Wednesday, December 31, 2014

2014: call it a wrap

Let's be honest: 2014 was a bad year. 

It was a bad year but an important one. 2014 was one of those years where unpleasant, yet pivotal things happened all year long. 

We started in early January with Anne-Marie's marathon surgery. Nearly two months to recover brought us all the way to March. 

We felt all but forced to move from so many things we loved in Tacoma, so after  a big parade in February (which was during the surgery recovery) and some downtime in March it was time to start packing.

But follow-up surgeries wouldn't wait, so in mid-April it was back to UWMC for us. 

Three weeks after surgery we let everyone know we were moving back to Portland. Two weeks after that we found a house. The landlord wanted us to move in within three weeks. 
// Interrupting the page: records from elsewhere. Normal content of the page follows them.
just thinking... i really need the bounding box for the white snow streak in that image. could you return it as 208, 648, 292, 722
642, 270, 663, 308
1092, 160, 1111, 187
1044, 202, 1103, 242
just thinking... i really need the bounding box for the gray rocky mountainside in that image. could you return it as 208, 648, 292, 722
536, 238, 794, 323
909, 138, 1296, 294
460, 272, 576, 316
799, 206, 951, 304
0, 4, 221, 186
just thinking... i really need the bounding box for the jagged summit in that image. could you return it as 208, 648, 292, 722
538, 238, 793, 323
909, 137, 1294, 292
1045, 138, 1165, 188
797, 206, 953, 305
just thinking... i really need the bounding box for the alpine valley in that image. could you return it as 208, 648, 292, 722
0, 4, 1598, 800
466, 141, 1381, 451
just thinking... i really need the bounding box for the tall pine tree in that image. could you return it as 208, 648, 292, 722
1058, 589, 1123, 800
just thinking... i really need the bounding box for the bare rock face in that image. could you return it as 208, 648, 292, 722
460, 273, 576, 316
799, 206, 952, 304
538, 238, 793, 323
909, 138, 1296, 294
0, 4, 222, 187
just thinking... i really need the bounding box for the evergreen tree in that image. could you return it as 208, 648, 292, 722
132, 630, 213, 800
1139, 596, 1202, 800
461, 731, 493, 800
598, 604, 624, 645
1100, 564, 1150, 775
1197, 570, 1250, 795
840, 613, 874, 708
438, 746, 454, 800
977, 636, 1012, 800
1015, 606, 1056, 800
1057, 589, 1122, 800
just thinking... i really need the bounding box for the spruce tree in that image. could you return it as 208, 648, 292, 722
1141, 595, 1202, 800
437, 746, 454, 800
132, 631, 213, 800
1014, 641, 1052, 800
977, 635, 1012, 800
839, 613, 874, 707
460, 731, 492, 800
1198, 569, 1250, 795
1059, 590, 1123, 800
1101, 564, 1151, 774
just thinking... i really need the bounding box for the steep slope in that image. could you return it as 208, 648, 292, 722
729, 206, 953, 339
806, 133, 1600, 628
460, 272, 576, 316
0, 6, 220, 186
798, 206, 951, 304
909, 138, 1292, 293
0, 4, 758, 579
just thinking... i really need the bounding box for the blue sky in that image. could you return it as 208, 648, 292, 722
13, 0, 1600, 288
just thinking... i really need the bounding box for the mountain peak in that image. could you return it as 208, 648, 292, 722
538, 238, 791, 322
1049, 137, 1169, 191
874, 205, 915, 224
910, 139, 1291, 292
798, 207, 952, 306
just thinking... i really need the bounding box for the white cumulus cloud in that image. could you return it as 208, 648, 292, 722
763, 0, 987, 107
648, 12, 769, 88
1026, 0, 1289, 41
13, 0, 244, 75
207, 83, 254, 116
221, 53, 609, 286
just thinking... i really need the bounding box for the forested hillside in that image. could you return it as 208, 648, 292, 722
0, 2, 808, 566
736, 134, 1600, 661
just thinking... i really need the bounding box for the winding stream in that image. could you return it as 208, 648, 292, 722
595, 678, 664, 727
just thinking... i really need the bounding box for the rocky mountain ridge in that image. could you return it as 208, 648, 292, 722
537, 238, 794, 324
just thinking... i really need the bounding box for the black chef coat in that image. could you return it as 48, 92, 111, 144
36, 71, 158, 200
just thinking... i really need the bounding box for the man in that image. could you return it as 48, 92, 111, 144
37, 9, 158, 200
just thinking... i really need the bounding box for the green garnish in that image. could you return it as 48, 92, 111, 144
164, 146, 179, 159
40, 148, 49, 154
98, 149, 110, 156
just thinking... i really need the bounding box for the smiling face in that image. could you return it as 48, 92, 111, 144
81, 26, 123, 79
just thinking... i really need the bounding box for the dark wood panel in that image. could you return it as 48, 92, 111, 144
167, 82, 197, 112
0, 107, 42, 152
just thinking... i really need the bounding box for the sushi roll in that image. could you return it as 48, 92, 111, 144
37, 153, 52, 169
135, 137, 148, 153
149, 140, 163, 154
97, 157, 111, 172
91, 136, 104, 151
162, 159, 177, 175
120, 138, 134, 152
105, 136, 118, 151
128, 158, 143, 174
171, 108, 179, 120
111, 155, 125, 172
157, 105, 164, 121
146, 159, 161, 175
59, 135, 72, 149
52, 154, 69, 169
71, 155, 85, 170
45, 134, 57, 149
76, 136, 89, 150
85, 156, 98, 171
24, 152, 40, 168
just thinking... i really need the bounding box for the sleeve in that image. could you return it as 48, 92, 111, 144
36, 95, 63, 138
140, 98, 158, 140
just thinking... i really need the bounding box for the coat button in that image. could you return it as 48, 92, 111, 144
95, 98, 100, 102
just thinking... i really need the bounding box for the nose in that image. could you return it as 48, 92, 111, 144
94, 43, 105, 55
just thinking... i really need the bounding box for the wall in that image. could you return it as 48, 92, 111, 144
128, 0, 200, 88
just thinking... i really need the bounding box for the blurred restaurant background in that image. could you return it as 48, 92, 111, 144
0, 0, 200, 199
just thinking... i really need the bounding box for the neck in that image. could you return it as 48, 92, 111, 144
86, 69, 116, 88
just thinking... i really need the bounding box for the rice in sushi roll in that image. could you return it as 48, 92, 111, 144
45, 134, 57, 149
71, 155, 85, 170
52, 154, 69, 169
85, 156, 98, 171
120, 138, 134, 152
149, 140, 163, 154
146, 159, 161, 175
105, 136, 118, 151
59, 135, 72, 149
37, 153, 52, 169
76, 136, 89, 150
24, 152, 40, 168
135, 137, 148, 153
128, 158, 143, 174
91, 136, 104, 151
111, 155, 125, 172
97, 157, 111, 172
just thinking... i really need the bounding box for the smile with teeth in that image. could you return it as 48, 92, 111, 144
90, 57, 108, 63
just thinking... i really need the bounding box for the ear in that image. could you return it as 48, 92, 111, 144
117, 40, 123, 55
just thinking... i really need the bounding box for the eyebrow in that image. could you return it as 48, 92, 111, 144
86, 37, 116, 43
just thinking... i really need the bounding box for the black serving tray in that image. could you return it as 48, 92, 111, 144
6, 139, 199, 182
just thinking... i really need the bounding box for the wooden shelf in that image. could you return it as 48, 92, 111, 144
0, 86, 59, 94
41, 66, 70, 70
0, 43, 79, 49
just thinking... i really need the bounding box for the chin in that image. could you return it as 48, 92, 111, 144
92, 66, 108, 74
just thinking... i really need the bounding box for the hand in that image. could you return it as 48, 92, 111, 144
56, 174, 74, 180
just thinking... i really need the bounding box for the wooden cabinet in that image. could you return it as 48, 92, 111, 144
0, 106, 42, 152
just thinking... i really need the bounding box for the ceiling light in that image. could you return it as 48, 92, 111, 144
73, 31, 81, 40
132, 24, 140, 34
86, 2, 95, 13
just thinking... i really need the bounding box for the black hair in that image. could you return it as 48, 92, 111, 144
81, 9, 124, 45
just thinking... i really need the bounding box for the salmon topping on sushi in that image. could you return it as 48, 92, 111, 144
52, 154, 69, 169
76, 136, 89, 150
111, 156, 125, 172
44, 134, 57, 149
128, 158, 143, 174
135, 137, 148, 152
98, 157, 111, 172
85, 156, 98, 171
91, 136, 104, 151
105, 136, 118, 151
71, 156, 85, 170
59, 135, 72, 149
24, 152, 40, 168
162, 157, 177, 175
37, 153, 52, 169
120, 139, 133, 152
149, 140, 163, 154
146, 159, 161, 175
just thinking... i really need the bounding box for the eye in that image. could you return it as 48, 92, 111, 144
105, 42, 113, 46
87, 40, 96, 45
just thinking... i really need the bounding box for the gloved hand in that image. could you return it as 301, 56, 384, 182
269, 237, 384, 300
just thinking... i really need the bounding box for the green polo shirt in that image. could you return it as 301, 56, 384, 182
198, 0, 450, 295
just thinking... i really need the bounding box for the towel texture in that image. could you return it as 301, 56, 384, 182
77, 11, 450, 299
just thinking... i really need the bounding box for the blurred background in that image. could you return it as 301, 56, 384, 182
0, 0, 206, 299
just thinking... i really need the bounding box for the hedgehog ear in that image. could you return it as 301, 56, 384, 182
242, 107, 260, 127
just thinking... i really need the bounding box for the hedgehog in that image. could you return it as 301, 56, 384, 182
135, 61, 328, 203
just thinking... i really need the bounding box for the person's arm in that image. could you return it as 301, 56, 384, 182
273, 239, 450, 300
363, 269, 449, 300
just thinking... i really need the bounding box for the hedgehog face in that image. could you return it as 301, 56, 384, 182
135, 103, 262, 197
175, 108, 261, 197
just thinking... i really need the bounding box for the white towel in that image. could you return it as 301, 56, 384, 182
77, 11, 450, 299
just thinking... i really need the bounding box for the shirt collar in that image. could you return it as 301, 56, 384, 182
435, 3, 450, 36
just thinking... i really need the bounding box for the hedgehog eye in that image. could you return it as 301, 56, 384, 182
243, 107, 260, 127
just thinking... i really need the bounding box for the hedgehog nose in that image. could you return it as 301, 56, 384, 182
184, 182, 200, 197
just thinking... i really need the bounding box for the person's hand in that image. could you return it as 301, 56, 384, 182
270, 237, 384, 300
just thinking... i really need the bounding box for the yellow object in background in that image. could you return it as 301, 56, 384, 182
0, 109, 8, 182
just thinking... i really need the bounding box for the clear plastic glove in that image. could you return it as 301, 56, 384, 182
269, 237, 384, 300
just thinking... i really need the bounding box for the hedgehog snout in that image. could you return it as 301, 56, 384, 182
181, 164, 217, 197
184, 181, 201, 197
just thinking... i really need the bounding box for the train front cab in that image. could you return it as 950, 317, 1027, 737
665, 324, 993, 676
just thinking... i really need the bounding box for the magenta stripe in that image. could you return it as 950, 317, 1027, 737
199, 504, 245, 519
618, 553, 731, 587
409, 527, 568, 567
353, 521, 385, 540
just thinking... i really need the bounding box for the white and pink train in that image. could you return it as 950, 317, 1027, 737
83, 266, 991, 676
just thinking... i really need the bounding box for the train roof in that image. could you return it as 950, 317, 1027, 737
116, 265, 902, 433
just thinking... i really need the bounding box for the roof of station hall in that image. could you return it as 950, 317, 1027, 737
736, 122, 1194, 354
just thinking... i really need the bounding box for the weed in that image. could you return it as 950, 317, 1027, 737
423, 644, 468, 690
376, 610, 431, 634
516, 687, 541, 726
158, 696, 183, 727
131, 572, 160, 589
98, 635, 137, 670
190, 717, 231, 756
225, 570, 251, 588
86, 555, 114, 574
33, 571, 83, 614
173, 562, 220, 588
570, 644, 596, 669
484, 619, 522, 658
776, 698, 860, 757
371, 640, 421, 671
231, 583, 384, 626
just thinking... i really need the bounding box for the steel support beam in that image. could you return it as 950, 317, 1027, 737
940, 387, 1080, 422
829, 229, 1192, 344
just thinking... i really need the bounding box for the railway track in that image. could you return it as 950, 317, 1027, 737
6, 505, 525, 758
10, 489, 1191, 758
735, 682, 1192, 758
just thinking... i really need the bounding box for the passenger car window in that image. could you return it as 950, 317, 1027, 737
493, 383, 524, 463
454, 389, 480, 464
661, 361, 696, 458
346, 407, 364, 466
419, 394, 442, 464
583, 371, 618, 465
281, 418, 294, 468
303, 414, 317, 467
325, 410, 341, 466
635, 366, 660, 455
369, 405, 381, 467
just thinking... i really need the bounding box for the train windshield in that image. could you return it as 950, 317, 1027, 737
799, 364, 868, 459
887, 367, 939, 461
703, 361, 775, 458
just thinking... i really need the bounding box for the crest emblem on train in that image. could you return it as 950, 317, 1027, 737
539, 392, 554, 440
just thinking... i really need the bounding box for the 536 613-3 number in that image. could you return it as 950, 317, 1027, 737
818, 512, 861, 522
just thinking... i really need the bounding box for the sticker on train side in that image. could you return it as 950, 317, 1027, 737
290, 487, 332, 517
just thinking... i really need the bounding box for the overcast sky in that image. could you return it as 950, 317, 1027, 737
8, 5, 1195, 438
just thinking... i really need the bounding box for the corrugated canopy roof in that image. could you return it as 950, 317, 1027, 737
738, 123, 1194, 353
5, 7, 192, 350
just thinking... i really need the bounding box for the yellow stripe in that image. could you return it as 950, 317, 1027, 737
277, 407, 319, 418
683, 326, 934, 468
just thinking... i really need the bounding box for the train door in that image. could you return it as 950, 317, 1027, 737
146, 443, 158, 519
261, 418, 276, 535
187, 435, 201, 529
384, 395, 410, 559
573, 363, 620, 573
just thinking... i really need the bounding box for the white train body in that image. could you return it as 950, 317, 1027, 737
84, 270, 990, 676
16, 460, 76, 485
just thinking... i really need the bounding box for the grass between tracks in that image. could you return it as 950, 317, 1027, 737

It actually took five weeks to move in and at the beginning of July we left Pierce County for good and arrived in Vancouver , WA. 10 days later, Anne-Marie was back in Seattle for another surgery. 

It was August before we resurfaced and began our aforementioned journey of church shopping. 

August went well and we unpacked a lot of things and the house was really beginning to feel like a home. We decided to send the kids to kindergarten in September. 

After a week and a half at her new school, Mariah got sick and made all of us sick by October. She has caught six more viruses or colds since. In fact, she's only been well a total of three weeks since September. 

The kids missed all kinds of time at school, but Elisha still learned to read and Mariah still won Student of the Month for her problem solving skills. 

Anne-Marie went in for her fourth surgery of 2014 in mid-November. Recovery took until Thanksgiving, the day after which, she got sick. She recovered about the time I got it and then Mariah. She was onto a completely different virus by Christmas and is nearly recovered today: December 31, 2014. 

We knew this year would be hard going in. The surgery schedule has stretched out an extra year or so beyond what we had planned. Every last resource was taxed to the limit. Disappointments piled up so high, we just pushed them in the corner and forgot to be disappointed at all. We were too busy putting out fires. 

But like every good story where the hero gets lost in the woods, we move on to the next chapter. Something keeps us turning the pages.  I will trust God that, whether the tale is comedy or tragedy, He will write it well.